As the warm months of summer begin cooling off with the approach of fall, now is the time to start planning your fall and winter garden. Remember: just because the temperatures drop, you do not have to let your yard turn into a wasteland!
Many plants thrive in cooler temperatures, and the splashes of color and life in your backyard are sure to brighten your spirits. According to Brad Staggs, HGTVPro.com and DIY show producer and host and a licensed contractor, outdoor living spaces represent a continuing trend that shows no signs of slowing down. “Homeowners are using their outdoor living spaces more and more these days, even in the cooler months. Putting forth a little effort now can make your yard a much more inviting place throughout the fall and winter.”
Brad suggests severalgreat projects you can take on now that will serve as the perfect backdrop for your fall and winter plantings:
Planter bench. Enjoy the beauty and functionality of a planter bench. This easy project provides a place to sit as well as a great planter box for your fall mums and asters.
Pergola. Create a beautiful support for sprawling plants such as honeysuckle lonicera, which blooms in the cooler months of fall and winter. Pergolas can be intricate and fancy or simple and timeless. Choose the pergola design based on your home style and the overall feel of your backyard.

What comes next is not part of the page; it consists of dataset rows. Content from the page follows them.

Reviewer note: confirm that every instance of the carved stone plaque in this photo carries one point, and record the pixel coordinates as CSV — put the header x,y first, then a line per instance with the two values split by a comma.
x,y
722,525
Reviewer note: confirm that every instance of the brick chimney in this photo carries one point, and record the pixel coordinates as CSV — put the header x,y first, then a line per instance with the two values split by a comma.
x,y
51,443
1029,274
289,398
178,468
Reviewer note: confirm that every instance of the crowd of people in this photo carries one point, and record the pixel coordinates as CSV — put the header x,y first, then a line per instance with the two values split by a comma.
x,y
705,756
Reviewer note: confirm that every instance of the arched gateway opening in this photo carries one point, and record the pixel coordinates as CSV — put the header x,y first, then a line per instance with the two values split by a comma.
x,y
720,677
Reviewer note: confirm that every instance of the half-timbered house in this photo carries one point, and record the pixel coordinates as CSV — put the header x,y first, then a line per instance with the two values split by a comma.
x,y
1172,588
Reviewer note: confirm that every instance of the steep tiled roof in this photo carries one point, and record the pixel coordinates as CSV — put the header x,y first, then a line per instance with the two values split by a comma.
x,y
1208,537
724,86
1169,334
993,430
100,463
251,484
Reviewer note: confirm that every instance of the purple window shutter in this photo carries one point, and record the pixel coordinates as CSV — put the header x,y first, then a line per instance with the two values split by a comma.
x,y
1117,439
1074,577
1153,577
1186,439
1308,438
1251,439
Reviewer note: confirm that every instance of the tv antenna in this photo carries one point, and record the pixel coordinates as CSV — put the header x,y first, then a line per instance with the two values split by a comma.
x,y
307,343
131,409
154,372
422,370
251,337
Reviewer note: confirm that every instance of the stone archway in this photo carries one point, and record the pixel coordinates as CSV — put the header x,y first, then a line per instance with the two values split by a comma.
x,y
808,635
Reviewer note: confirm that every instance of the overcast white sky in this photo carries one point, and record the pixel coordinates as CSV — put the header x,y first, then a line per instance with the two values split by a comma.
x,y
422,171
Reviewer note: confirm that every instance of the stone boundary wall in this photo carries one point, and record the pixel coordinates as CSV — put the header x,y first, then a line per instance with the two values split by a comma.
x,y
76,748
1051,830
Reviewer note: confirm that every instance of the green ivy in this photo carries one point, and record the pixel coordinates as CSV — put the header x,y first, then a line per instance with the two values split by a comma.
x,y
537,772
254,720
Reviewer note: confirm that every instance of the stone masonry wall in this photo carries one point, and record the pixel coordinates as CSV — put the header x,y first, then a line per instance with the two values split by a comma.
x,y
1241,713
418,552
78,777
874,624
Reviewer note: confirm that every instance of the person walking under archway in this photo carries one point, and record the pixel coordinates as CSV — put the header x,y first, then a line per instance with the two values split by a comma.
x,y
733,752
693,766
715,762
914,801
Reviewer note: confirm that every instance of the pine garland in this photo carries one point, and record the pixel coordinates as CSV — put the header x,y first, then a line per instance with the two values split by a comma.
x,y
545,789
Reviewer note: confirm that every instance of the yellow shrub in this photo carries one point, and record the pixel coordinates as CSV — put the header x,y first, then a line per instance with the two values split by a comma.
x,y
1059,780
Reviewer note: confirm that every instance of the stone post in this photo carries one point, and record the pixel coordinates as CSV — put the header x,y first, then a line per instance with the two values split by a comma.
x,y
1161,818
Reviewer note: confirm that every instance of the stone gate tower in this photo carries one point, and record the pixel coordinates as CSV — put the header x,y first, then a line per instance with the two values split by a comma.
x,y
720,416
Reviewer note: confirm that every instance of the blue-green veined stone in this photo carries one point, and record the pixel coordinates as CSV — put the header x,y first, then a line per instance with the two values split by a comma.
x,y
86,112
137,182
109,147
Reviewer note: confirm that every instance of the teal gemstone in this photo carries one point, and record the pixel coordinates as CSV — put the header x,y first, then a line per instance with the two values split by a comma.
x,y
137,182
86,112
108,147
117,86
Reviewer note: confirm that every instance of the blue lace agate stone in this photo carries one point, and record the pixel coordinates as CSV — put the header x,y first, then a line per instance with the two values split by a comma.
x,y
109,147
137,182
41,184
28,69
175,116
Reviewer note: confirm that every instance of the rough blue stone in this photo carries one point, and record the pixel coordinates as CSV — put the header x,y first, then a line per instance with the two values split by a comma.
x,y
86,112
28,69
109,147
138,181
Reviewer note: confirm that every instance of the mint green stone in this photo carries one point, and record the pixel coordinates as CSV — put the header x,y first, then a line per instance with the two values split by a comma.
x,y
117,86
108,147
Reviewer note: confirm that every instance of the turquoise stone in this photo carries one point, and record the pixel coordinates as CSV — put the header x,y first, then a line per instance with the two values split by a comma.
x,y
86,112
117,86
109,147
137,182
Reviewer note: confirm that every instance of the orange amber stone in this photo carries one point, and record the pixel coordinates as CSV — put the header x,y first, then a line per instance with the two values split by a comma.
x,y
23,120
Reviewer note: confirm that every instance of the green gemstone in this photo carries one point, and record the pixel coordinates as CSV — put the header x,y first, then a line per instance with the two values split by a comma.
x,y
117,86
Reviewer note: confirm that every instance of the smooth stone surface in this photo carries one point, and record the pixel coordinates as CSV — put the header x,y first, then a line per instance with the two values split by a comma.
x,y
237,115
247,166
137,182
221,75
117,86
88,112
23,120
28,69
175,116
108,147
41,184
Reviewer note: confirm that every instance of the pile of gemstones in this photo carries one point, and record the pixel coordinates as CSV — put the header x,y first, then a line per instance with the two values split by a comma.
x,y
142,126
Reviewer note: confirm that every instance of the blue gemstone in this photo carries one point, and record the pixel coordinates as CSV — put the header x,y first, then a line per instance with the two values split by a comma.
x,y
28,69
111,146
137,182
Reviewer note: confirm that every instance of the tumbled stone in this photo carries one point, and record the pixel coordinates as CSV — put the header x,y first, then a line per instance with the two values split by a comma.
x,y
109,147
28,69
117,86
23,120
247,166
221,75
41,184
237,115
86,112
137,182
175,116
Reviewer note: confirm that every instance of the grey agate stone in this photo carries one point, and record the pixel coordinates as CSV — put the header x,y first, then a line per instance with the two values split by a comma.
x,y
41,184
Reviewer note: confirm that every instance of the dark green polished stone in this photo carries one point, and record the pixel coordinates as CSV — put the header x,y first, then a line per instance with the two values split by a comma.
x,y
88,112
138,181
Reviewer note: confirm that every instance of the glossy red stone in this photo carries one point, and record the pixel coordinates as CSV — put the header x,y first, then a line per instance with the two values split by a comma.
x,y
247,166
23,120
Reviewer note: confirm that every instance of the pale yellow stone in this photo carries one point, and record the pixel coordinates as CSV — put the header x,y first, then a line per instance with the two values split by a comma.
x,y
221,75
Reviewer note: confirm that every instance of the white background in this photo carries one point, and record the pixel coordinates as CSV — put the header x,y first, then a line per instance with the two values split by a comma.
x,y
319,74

Greenhouse. If winter blooms leave you longing for more, why not build a greenhouse to foster the growth of all your favorite plants?
Once you decide on a project, do your homework when it comes to choosing building products. The market is flooded with options right now, but which one is right for you? For strength, durability, beauty and the best environmental choice, choose pressure-treated Southern Pine. Every project listed above can be completed using pressure-treated Southern Pine, and you won’t break the bank in the process. The preservative in the wood works to prevent moisture and insect infiltration, and it can be stained and painted for a true custom touch.
According to Staggs,“It’s always a good idea to use treated lumber in projects that will be exposed to ground contact or outdoor elements on a consistent basis. In fact, check your local building codes: some require the use of treated lumber — which actually works out well for you, the homeowner!”